Everyone except Phillip laughed. He was an ex-smoker, before yoga, tai chi and the rest.
‘Good,’ said Phillip. He spoke as if they had already achieved something – city-dwellers who had climbed a reasonably small mountain. ‘Good,’ he employed one of his trademark repetitions, for emphasis, then left one of his signature pauses. Tomorrow morning’s pause would last almost a week. ‘We don’t have rules, as such, here at the Manor – but there are certain conventions which we’d ask you to respect.’
Lucas stopped listening as the better-looking man began to speak about bathrooms and men and women and all other genders.
Instead, Lucas wondered whether you could love a woman whose face you had never seen? He looked at Aoife’s legs, which were very white and skinny and ended in tartan sock slippers. Aoife’s voice had been liquid Dublin.
Phillip mentioned the washing up.
Corinne, with only one full day left her, was soothed by every word. This was just what she needed. ‘We will speak quite a lot this evening, I expect, over the delicious dinner prepared by Esther – who comes in from the village. But from when we wake up on Saturday morning until Friday lunchtime, we must maintain an absolute silence. And that is both inside and outside the house.’
Justine had driven with Radoslaw up from Brockley, and had been excited by all the evergreen trees surrounding the Manor and its small carpark. She hadn’t been scared by the isolation – although the nearest village was five kilometers, and the nearest town twenty.

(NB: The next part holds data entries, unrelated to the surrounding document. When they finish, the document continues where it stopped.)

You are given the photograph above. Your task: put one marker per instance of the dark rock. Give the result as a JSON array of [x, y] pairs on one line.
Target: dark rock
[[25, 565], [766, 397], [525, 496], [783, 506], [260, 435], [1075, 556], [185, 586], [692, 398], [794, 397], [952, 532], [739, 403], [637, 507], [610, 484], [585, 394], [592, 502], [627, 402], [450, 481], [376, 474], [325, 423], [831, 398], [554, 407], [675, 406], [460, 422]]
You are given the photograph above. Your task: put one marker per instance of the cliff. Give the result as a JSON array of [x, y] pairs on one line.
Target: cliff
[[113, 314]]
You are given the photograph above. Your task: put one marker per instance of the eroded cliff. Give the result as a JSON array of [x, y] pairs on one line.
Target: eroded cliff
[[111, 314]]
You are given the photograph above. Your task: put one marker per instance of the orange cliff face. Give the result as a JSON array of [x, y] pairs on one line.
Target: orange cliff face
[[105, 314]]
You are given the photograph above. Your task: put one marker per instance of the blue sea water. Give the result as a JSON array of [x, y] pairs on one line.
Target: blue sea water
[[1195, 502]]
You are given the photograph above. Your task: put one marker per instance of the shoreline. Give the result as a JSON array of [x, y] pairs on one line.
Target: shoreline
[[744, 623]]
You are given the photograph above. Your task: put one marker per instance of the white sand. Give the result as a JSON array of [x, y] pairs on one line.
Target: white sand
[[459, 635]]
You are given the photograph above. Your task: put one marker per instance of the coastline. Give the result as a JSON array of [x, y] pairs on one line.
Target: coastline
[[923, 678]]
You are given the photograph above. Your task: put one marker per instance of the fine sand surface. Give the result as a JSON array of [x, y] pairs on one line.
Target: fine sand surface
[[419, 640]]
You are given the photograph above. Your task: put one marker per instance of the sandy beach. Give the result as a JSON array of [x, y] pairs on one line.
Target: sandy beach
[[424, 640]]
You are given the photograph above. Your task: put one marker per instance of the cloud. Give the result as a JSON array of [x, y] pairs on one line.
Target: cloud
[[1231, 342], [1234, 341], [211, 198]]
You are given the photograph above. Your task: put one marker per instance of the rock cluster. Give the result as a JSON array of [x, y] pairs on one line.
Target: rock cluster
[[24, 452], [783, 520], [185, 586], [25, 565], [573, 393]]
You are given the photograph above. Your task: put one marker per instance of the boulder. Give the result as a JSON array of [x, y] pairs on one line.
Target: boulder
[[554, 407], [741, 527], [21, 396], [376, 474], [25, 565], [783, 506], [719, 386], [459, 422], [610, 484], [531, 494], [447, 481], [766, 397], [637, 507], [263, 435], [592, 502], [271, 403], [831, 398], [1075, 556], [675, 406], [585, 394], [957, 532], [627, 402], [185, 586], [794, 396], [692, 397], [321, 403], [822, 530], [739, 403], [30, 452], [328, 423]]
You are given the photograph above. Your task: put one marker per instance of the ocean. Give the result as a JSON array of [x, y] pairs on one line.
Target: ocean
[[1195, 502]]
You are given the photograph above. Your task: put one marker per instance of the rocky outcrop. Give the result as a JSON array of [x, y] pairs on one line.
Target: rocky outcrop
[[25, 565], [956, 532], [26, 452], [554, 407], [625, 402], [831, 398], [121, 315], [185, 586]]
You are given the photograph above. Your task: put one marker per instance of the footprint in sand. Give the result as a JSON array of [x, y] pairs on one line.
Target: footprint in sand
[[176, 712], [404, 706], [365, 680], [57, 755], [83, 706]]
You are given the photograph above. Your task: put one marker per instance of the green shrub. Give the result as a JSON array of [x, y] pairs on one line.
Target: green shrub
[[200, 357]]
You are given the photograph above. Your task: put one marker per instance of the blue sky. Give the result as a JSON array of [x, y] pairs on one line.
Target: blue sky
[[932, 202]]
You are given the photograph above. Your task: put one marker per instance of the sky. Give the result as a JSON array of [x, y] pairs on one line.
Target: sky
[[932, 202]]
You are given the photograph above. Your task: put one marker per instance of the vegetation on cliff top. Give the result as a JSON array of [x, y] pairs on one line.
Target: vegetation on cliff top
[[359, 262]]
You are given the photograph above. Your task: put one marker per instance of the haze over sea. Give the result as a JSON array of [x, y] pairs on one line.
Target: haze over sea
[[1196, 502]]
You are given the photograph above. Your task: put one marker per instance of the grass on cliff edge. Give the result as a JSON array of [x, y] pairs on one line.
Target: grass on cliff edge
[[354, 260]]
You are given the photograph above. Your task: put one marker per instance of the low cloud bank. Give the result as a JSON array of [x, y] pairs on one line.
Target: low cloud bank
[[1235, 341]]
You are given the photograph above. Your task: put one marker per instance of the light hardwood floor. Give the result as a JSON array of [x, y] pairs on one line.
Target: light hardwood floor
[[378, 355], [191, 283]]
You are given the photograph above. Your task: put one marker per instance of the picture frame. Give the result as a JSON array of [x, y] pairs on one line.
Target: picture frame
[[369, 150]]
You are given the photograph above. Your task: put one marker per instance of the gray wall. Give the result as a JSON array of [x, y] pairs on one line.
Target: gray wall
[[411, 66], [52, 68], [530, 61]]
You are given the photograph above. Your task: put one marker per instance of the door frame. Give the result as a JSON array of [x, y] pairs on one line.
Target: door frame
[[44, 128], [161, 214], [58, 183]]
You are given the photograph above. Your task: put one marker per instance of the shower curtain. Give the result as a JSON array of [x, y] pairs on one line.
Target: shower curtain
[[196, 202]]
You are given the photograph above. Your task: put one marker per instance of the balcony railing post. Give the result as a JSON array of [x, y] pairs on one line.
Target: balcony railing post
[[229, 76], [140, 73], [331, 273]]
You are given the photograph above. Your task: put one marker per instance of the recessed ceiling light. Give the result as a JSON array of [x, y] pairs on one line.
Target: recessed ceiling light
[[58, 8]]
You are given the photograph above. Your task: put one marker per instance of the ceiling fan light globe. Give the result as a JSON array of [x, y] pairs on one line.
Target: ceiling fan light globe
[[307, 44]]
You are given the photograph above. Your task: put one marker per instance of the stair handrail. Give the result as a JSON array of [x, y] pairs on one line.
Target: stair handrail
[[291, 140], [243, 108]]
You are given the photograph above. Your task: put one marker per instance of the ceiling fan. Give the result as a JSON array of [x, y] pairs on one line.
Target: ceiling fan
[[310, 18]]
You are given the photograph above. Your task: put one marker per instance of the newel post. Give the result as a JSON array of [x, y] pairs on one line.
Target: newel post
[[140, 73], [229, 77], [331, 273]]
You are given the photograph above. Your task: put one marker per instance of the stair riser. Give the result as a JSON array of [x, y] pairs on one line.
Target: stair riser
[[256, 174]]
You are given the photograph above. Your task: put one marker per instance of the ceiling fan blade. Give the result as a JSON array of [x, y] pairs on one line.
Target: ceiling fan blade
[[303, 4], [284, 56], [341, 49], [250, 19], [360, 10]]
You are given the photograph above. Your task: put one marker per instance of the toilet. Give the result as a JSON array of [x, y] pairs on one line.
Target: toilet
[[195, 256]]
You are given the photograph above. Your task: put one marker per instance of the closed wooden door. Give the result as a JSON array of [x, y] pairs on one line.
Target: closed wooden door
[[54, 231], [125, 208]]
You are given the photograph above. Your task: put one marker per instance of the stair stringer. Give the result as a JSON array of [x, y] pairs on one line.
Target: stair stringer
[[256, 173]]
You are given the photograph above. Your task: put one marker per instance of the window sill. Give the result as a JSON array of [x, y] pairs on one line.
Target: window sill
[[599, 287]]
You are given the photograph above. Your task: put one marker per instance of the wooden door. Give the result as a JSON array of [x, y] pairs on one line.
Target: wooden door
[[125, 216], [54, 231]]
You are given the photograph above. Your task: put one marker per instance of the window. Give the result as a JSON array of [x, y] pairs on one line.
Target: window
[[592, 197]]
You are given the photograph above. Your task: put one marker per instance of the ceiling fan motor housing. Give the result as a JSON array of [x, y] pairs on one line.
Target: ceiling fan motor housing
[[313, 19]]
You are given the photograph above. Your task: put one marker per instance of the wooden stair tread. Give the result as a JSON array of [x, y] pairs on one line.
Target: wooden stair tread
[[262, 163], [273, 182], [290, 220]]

‘Please respect and preserve and treasure this precious silence,’ said Phillip, who some weeks said ‘precious silence’ and some weeks said ‘delicate silence’. ‘After all, it is the reason you are here. To discover what you find in the silence. If you wish to communicate something important to me, please put a note in the comments box. It’s outside the Office, which you’ve all just seen, under the stairs. I sleep in the small room beside the Office, if you ever need me. Hopefully not.’
The mix of mindfulness and admin was funny to Aoife, who’d grown up Catholic-Communist. She turned her laugh into a cough. Juno and she had a private double room. They would be able to whisper at night, when everyone else was safely asleep – although as it turned out they didn’t, not even after Corinne was discovered dead.
‘There will be meditation sessions every hour, starting from eight a.m. But not at twelve, that’s lunch, and not at four, that’s teatime. Two before supper and one after. These are not compulsory.’
He told them, fighting weariness, they could go for walks in the grounds. He had been cleaning and making beds since the previous group had left. They had been a full twelve for yoga, so his body was tired. He remembered to mention the roe deer.
Corinne was getting ready to ask a question about leaving the grounds. But then she thought about Phillip naked. She imagined him as having a circumcised penis that dangled blithely when he showered. He would shower frequently. Corinne pursed her lips. She didn’t want people to hear her thoughts in her voice.
Radoslaw turned around to glance out of the floor to ceiling windows. The lawn had his shadow on, and Justine’s.
When Phillip asked if there were any questions, nobody spoke – and then everybody laughed.
Phillip concluded, ‘I can see you’re all going to be wonderful.’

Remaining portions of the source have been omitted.